THE parents of three Scottish youngsters face up to a month in jail for letting the youngsters skip school.
Education bosses in Edinburgh have started criminal proceedings against the parents, alleging their children have attendance rates as low as 46%.
As well as possible jail terms, the families could each be hit with a fine of £1,000 under the crackdown.
It is the first time the council has taken such action and officials said they wanted to send out a “clear message” to parents.
The leader of a teaching union strongly backed the move adding it was so unusual it had almost taken his “breath away”.
Across Scotland, truancy rates have almost doubled in the past five years.
Figures released last December showed that while overall attendance has sat consistently at 93% since 2006, “unexplained absences” soared from 0.8 per cent to 1.3 per cent.
Truancy accounts for 1.6 million lost school days annually in Scotland.
Edinburgh is trying boost average attendance rates across the city’s secondary schools from the present 91% to 91.4%, the equivalent of around 13,000 pupil days.
In primaries, the current average attendance rate is better at 94.5% but education chiefs want to boost that to 94.9%.
The city’s education leader, Paul Godzik, said: “Prosecution is a last resort. Before we consider it, we will use all available recourses and statutory interventions to try and improve a pupil’s attendance.
“If, however, these steps do not help, and parents do not take adequate measures to improve their child’s attendance at school, then they will need to answer for their child’s poor attendance in court.”
He added: “This sends out a clear message to parents that poor attendance at school has serious consequences, and also that we as a council will do everything possible to help children get the education they deserve.”
The three cases are set be heard in the next four to six weeks in front of the Justice of the Peace Court.
Although attendance rates are improving in the city, some 100 pupils were referred to the Children’s Reporter in 2009-10 for truancy.
Some of those brought to the attention of the authorities were as young as four and in their first year at school
If any child’s attendance rate drops below 85% that trigger a formal investigation into the causes.
Even then, parents are given help and advice before they are summoned before a series of attendance panels.
Last December it was reported that Clyde Valley high school, North Lanarkshire, had the worst truancy record of any secondary school in Scotland.

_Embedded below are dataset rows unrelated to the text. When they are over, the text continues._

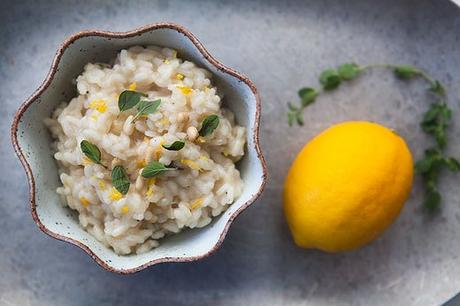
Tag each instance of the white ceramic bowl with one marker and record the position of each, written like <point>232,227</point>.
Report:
<point>32,144</point>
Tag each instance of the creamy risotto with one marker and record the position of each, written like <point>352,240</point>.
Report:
<point>145,149</point>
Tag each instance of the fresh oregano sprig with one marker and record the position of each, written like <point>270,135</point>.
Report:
<point>435,121</point>
<point>129,99</point>
<point>120,179</point>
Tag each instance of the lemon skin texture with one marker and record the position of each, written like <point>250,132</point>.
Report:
<point>346,186</point>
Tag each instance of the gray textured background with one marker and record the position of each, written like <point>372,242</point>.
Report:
<point>281,45</point>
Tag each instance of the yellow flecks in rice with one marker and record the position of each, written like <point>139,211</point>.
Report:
<point>164,121</point>
<point>125,209</point>
<point>84,201</point>
<point>101,184</point>
<point>149,191</point>
<point>86,161</point>
<point>132,86</point>
<point>191,164</point>
<point>115,195</point>
<point>98,105</point>
<point>197,203</point>
<point>141,163</point>
<point>185,89</point>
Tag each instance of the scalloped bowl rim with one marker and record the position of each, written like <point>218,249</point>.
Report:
<point>47,82</point>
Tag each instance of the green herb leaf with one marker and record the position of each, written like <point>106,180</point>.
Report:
<point>155,168</point>
<point>330,79</point>
<point>120,179</point>
<point>349,71</point>
<point>292,107</point>
<point>175,146</point>
<point>146,107</point>
<point>208,126</point>
<point>307,95</point>
<point>91,151</point>
<point>406,72</point>
<point>438,89</point>
<point>128,99</point>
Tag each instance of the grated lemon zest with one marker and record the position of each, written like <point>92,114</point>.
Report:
<point>185,90</point>
<point>86,160</point>
<point>141,163</point>
<point>197,203</point>
<point>191,164</point>
<point>115,195</point>
<point>98,105</point>
<point>149,191</point>
<point>132,86</point>
<point>164,121</point>
<point>101,185</point>
<point>84,201</point>
<point>125,209</point>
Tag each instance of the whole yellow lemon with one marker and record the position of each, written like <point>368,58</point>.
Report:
<point>347,186</point>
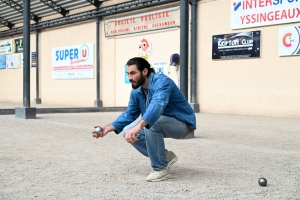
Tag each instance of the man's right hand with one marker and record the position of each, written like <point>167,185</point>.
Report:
<point>105,129</point>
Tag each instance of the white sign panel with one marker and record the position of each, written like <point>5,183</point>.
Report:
<point>150,21</point>
<point>73,62</point>
<point>5,47</point>
<point>161,68</point>
<point>253,13</point>
<point>13,61</point>
<point>289,41</point>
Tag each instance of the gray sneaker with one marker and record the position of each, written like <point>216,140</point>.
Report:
<point>156,176</point>
<point>172,158</point>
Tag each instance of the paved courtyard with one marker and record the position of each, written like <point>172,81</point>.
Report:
<point>55,157</point>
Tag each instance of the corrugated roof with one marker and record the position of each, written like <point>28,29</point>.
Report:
<point>11,11</point>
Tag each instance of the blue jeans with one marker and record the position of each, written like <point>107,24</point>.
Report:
<point>151,141</point>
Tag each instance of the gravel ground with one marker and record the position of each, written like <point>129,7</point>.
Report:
<point>55,157</point>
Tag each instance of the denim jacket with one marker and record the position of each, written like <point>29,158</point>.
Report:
<point>164,98</point>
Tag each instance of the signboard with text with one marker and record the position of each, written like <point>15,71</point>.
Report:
<point>236,45</point>
<point>73,62</point>
<point>150,21</point>
<point>289,41</point>
<point>254,13</point>
<point>5,47</point>
<point>18,43</point>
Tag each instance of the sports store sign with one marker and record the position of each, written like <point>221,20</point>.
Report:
<point>73,62</point>
<point>252,13</point>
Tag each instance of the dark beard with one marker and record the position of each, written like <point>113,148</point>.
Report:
<point>140,82</point>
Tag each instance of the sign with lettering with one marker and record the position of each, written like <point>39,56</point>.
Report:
<point>18,43</point>
<point>73,62</point>
<point>253,13</point>
<point>150,21</point>
<point>236,45</point>
<point>289,41</point>
<point>5,47</point>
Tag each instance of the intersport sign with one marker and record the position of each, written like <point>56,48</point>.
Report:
<point>253,13</point>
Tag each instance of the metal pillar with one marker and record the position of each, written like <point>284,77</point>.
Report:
<point>184,51</point>
<point>97,102</point>
<point>37,100</point>
<point>26,112</point>
<point>193,58</point>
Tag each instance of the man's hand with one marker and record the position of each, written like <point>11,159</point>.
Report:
<point>105,129</point>
<point>130,136</point>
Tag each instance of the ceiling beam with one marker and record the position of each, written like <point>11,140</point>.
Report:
<point>20,9</point>
<point>96,3</point>
<point>6,23</point>
<point>55,7</point>
<point>89,15</point>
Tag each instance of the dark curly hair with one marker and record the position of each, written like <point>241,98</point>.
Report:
<point>141,64</point>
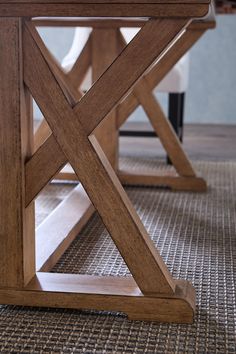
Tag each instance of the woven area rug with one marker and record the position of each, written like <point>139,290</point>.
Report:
<point>196,235</point>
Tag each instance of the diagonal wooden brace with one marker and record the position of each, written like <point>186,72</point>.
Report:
<point>71,131</point>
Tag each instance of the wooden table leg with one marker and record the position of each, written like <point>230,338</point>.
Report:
<point>17,251</point>
<point>152,293</point>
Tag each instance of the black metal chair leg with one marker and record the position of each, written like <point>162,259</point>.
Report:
<point>176,114</point>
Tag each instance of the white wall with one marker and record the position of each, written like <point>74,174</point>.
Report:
<point>211,97</point>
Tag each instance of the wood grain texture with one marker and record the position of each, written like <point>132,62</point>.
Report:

The school’s unauthorised absence rate was 12.2% for pupils in years S1 to S5.
The second-worst truancy record in the nation was reported to be 10.8% at Drumchapel High in Glasgow.
Alan McKenzie, acting general secretary of the Scottish Secondary Teachers’ Association (SSTA), said: “This is interesting in that 20-25 years ago it was very difficult to take action against any parent.
“They had to be referred through various attendance sub-committees of school boards and the process was so long and tortuous. But, despite all this, some parents were prosecuted in the sheriff courts.
“Now it is so unusual , it’s almost taken my breath away to learn that Edinburgh City Council has pursued this.
“I can only assume that it has been left with no alternative.”
Mr McKenzie said some parents, such as those battling drug addiction, who genuinely struggled to get their children to school.
But he added: “There is, and always will be, a hardcore of people who will not co-operate with teachers.
“There has to be an ultimate sanction and I’m pleased Edinburgh is prepared to take this course of action.
“Sporadic attendance creates learning and teaching difficulties seen in many classrooms.”